Cuando los distintos actores de un sector reclaman una regulación, urgente y clara es que es necesaria. Eso ocurre ahora mismo con el sector de la venta de entradas de espectáculos y más concretamente con la venta de entradas de conciertos. No es un fenómeno nuevo, pero lo ocurrido recientemente con los conciertos de Metallica y U2, por poner dos ejemplos, han vuelto a reabrir el debate sobre la reventa y la necesidad de regularla.

Hace unos días, la banda de rock duro Metallica ofreció dos conciertos en la capital de España. Las entradas estaban agotadas desde meses antes. De hecho, apenas duraron a la venta unos minutos. Exactamente lo mismo que ocurrió con las que salieron a la venta para el concierto que U2 va a dar en Madrid a finales de septiembre. Se vendieron miles de entradas en cuestión de minutos. El éxito fue tal que los organizadores anunciaron un nuevo concierto de la banda en la ciudad al día siguiente y volvió a ocurrir exactamente lo mismo: más de 16.000 entradas volaron en tan sólo 4 minutos. Prácticamente al mismo tiempo aparecieron entradas en webs de reventa para el mismo concierto por 900 euros.

La situación fue tal que el Ministro de Educación, Cultura y Deportes, Íñigo Méndez de Vigo, ha contestado a una pregunta sobre este tema en el Pleno del Congreso de los Diputados. De hecho, su colega de Interior, Juan Ignacio Zoido, ha llevado a cabo “un requerimiento de información a las entidades promotoras y vendedoras Livenation y Ticketmaster y ha llevado a cabo una investigación puntual por una presunta estafa por la compra de entradas en la web viagogo.es”, según explicó el propio Méndez de Vigo en sede parlamentaria.

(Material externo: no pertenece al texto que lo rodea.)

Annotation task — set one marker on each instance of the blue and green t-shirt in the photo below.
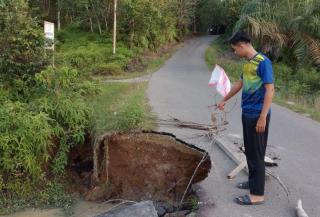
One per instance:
(257, 72)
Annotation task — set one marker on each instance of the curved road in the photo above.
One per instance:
(180, 89)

¿Y qué opinan las partes implicadas? Hay coincidencia en que es necesario actuar. Los promotores son contundentes. “Si unos parásitos especuladores, que no aportan nada a la música, obtienen unos ingresos descomunales engañando a los consumidores, está claro que todo el mundo pierde menos los piratas de las webs de reventa”, asegura Gabriel Rossy, abogado de la Asociación de Promotores Musicales.

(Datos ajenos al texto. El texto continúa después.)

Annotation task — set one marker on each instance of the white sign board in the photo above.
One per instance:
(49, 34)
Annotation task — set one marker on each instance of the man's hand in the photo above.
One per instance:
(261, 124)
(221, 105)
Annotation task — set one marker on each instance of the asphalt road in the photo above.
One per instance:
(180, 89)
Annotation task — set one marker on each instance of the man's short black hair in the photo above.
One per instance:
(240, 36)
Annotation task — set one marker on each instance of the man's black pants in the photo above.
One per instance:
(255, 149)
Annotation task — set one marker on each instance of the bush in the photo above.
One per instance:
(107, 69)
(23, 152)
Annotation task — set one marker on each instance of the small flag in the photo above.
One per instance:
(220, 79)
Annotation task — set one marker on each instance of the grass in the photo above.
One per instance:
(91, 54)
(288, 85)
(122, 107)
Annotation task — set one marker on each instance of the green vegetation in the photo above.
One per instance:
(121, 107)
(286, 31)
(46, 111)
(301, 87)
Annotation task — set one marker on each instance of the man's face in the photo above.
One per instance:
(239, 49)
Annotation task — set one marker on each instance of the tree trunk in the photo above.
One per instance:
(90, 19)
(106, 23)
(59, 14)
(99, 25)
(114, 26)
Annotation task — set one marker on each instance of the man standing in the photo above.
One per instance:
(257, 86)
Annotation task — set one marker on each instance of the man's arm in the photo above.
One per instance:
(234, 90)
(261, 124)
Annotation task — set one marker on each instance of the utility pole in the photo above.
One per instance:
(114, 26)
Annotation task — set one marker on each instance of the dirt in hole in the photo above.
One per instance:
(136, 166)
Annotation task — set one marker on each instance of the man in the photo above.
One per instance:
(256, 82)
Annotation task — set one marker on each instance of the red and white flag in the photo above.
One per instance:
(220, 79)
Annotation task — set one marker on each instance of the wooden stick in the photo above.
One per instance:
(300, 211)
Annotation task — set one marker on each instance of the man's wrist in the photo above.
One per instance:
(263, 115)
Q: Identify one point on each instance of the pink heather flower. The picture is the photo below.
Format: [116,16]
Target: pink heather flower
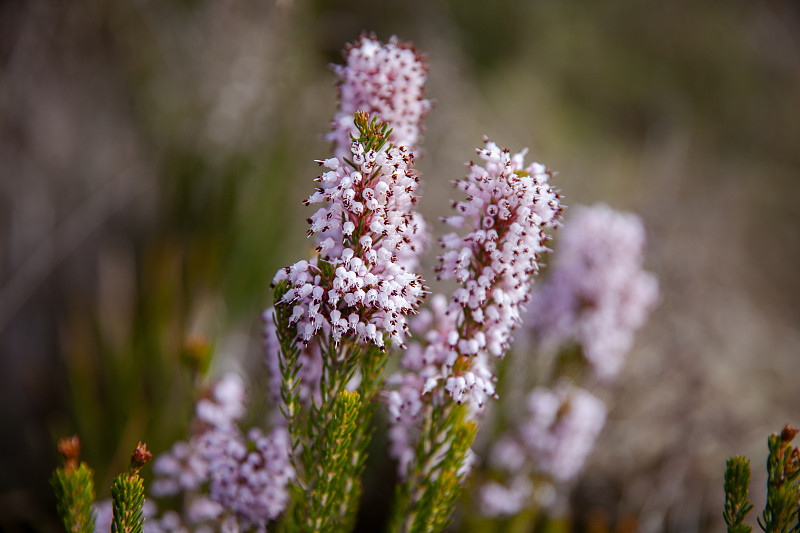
[365,225]
[507,210]
[597,292]
[250,477]
[385,80]
[183,469]
[561,431]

Este portavoz considera que “es conveniente una regulación que dé transparencia para que los consumidores sepan a lo que se exponen al comprar en la reventa”. Por su parte, María Requena, de la Asociación Nacional de Ticketing (Anatic) cree que “lo más importante es que se legalice [la reventa]” y lo argumenta recordando que “el 90% de las entradas son electrónicas”.

En cuanto a los consumidores, desde la OCU, su portavoz Enrique García reclama una ley que defina: “Que quede claro quiénes son, que están autorizados y que el derecho de desistir (las devoluciones de las entradas) quedan asegurados”. Por su parte, Facua insiste en que “estas entradas desaparecen de los canales oficiales minutos después del inicio de su venta y pasan a comercializarse en plataformas de reventa donde se multiplica su precio“, a lo que hay que poner remedio.

En este sentido y a falta de una regulación clara, Google ya ha dado un paso al anunciar que exigirá a los portales de reventa de entradas que se identifiquen como tales de forma clara con el objetivo de luchar contra una falta de transparencia que puede minar la confianza en el ecosistema de venta de entradas a través de internet, además de dificultar la capacidad de los negocios legítimos para llegar a los clientes”.